Lisa’s Priorities

  • End Child Poverty

    As a pediatrician, Lisa understands that the earliest experiences in a baby’s life, those first days and months, will influence a child’s potential and trajectory. These are the crucial hours in which trusted adults form secure and protective relationships with their new baby.

    The toxic stress of poverty can disrupt this early bonding, this “serve-and-return”* between parent and baby that grows the baby’s brain and provides security.

    Lisa advocates for upstream investments to mitigate the stress of poverty (hunger, housing insecurity, childcare challenges). She is fond of referring to Heckman’s curve, which illustrates that the earlier the investment, the higher the reward.

    Lisa advocates for upstream investments to mitigate the stress of poverty (hunger, housing insecurity, childcare challenges). She is fond of referencing Heckman’s curve, which illustrates that the earlier the investment, the higher the reward.

    In 2023, Lisa helped pass the Child Tax Credit (HB 3235) which provides low-income families with a refundable tax credit of $1000/year for children under years old.

    In 2025, Lisa’s priority legislation will be Momnibus 2025, maternal child health policies to provide families with all they need to support parents and babies from the prenatal period through the baby’s first year.

    *'Serve and return' is a phrase coined by Harvard researchers to describe back-and-forth interactions between adults and children. One person “serves” by offering up a sound, smile, word, or gesture, and the other “returns” it: Your baby looks at you and you smile. Your baby waves their arms and you say, “Hi, Baby!”

  • Our Bodies, Our Decisions

    Our Bodies, Our Decisions

    Oregon has the strongest abortion protections in the US, thanks to 2023’s HB 2002, which also codified protections for Oregonians seeking gender-affirming care. Lisa’s voice as a front-line provider of reproductive health care and gender-affirming services provided moral clarity on the need for this law.

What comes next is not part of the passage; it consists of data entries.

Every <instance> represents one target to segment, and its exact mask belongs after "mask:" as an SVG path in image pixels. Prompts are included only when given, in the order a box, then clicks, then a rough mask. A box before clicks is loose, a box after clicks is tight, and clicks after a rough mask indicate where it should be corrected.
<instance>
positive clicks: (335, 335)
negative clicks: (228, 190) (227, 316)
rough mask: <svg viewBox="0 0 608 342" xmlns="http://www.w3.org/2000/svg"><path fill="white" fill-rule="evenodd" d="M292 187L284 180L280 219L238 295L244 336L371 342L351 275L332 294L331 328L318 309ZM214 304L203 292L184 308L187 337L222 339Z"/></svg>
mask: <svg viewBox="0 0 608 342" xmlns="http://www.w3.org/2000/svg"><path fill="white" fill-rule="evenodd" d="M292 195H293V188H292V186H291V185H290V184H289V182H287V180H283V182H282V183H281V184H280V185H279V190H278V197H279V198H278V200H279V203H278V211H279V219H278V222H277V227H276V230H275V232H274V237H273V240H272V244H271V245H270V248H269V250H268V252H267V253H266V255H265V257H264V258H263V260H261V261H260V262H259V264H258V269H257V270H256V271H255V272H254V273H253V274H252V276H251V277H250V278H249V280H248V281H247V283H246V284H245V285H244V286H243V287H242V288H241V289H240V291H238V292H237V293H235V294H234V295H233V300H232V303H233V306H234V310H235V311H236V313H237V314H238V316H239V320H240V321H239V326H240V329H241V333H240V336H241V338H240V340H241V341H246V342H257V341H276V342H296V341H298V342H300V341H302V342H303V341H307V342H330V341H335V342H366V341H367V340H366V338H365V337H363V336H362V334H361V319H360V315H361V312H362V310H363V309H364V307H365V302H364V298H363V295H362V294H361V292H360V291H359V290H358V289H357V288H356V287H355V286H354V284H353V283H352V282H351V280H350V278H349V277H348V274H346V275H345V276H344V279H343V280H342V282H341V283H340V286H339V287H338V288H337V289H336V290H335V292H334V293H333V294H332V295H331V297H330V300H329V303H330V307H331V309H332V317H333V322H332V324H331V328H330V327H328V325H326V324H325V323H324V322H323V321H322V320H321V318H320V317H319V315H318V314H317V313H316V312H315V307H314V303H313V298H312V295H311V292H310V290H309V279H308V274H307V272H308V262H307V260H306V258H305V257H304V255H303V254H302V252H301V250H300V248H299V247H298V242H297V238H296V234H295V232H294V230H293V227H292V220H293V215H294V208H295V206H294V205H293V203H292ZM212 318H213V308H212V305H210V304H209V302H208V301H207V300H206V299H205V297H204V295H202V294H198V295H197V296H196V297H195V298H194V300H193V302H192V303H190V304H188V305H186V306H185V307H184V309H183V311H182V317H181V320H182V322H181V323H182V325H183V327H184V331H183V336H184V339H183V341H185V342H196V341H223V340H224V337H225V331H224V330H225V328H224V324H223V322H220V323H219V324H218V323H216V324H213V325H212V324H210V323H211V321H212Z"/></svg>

    Lisa will never stop fighting to protect patients and providers from the intrusion of government in care decisions.

    Full stop.

  • Gun Violence Prevention

    All Oregonians to be safe in their homes and their communities.

    Lisa is a fierce advocate for gun violence prevention, having trained over 400 Moms Demand Action for Gun Sense volunteers on how to talk to Oregon legislators, and traveling the state to teach over 100 medical providers about how to talk with their patients about safe gun storage. She drew on her expertise on gun violence prevention to help pass landmark legislation in 2021, SB 554, which requires that guns are locked when not in use. She went on to lead the effort on 2023’s HB 2005, which outlaws dangerous ghost guns in Oregon. Lisa has also helped procure $25 million for grassroots organizations to implement measures to reduce community violence.

    Next steps? Expand the use of Oregon’s lifesaving Extreme Risk Protection Orders, raise the age to 21 for the purchase of firearms, with a few exceptions for hunting rifles, expand upriver prevention programs that provide opportunities for young people so that they are less vulnerable to engaging in violence, and address Oregon’s heartbreaking suicide-by-gun rates.

  • Education

    Lisa’s north star is improved health and educational outcomes for children. As a pediatrician, she cares about the whole child, and knows our educators feel the same way. The teachers Lisa knows confirm what she finds in her exam room: we have a growing number of students and families struggling with behavioral health issues. In the legislature, Lisa sees how these realities are made worse by the impacts of COVID and the systemic inequities that impact BIPOC communities.

    Lisa will:

    -Work to increase and stabilize school funding.

    -Support and sponsor legislation to close the gap between our promises and the real-life experiences of Oregon students.

    -Fund programs that support, mentor, and train candidates from our communities of color to take on the role of teacher, school administrator, and beyond.

    -Provide schools with more counselors, psychologists, and nurses.

  • Housing & Homelessness

    Housing is a basic human right, and every person in Oregon must have a place to call home. Houselessness is a major barrier to finding and keeping a job, going to school, and getting care for chronic health issues, mental illness, and substance use. As a pediatrician, Lisa sees the impact housing instability has on kids and families. She voted for record funding for shelters and housing and supported rent relief and eviction moratoriums to keep families in their homes.

    Our state and local governments have made record investments in housing and housing support in the last several years, and, yet, we have a long way to go before every neighbor has a warm, dry place to call home.

  • Addiction Services

    The public health crisis of addiction, exacerbated by our houseless crisis, plays itself out in Oregon communities. We must markedly increase treatment options for those with Substance Use Disorder, and we must interrupt the supply of life-threatening drugs like fentanyl from reaching our neighbors, especially Oregon’s youth.

    Lisa is focused on youth - to educate against deadly drug experimentation in the first place, and to swiftly treat substance use disorder as soon as it takes hold of a young adult.

    And, of course, Lisa endeavors to work further upstream - to reduce childhood trauma, to address mental health challenges, to teach about the role of family history and addiction, in an effort to prevent a young person from turning to substances in the first place.